The Acacia Strain – Failure Will Follow


Annoncés coup sur coup, Step Into The Light et Failure Will Follow arborent tous deux l’esthétique typique de The Acacia Strain (nihilisme croisé avec une contemplation de la nature), mais présentent des faces très différentes du groupe. Failure Will Follow, bien que plus long que son frère, ne comporte que trois pistes. Face à un tel triptyque, deux craintes surgissent : « Quid des structures des compositions ? » et « Pourvu que ça ne sonne pas juste comme de l’Acacia classique passé au ralenti ! » Défis relevés dans l’ensemble, principalement grâce au penchant atmosphérique qui préexistait en The Acacia Strain.

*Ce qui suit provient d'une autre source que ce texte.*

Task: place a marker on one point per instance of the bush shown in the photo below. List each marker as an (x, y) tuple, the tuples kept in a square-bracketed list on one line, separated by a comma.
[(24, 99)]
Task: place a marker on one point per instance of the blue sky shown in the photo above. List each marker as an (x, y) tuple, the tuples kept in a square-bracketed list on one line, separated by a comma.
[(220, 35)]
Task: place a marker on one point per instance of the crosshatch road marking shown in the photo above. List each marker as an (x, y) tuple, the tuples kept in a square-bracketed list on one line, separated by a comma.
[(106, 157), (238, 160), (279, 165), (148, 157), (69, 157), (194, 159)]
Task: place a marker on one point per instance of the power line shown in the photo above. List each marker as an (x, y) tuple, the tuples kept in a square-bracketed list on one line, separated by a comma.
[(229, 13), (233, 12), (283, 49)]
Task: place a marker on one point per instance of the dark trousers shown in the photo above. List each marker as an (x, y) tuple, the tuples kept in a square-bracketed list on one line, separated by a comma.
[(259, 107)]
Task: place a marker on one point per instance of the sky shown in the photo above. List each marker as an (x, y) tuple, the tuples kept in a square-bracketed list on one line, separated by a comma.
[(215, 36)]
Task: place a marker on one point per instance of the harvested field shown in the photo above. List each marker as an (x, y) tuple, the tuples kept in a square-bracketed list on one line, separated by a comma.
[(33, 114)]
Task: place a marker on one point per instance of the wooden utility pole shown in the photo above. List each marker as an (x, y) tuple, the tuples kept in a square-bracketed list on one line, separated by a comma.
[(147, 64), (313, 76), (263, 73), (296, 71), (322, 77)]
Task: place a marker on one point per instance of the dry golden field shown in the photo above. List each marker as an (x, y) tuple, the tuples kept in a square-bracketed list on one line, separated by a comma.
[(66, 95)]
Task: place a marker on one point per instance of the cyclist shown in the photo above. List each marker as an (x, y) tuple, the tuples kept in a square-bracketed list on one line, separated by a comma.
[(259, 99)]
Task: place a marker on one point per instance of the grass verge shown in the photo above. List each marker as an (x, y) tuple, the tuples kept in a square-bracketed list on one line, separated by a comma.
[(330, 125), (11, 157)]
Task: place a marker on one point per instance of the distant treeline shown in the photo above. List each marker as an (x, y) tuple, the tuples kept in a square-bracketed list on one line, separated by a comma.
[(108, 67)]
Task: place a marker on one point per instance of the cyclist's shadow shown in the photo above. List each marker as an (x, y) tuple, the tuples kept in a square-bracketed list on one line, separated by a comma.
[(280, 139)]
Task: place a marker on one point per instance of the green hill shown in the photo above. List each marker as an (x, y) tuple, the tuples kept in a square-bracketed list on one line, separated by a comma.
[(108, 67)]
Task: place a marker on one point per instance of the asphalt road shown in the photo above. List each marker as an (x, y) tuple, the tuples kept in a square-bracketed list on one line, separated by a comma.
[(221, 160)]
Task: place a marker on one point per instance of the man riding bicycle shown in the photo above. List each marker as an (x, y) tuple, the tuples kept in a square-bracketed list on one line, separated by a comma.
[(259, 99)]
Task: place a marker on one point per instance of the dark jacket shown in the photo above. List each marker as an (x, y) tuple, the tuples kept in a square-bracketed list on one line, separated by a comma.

On assiste à une suite de tableaux, chaque morceau s’armant de son propre fil rouge. Les habitués ne trouveront pas Failure Will Follow aussi « glauque » qu’annoncé : des samples, claviers ou guitares solitaires y fournissent l’oxygène vital, de même qu’une intervention féminine spectrale (signée iRis.EXE) sur « Pillar Of Salt », intercalée entre les passages marqués au fer rouge par Dylan Walker (Full Of Hell). Le rapport de force est plus souple ; le chant prend parfois de la distance, et la hiérarchie sonore se trouve alors aplanie. Les riffs sont bien de la partie, si sourds soient-ils ; les guitares tombent comme des couperets plutôt que de nous hacher menu. « Bog Walker » se démarque par sa longue introduction fuzzée, ses riffs stoner et des voix atypiques, tandis que « Basin Of Vows » s’agrémentera peu à peu d’éléments horrifiques. On perçoit sur Failure Will Follow le plaisir éprouvé par les membres, libres de s’étendre dans des directions nouvelles. Reste la question inévitable : ces deux courts disques auraient-ils pu être rassemblés ? Peut-être visent-ils des publics suffisamment différents pour justifier cette scission. Quoi qu’il en soit, ils offriront d’intéressantes dynamiques en concert.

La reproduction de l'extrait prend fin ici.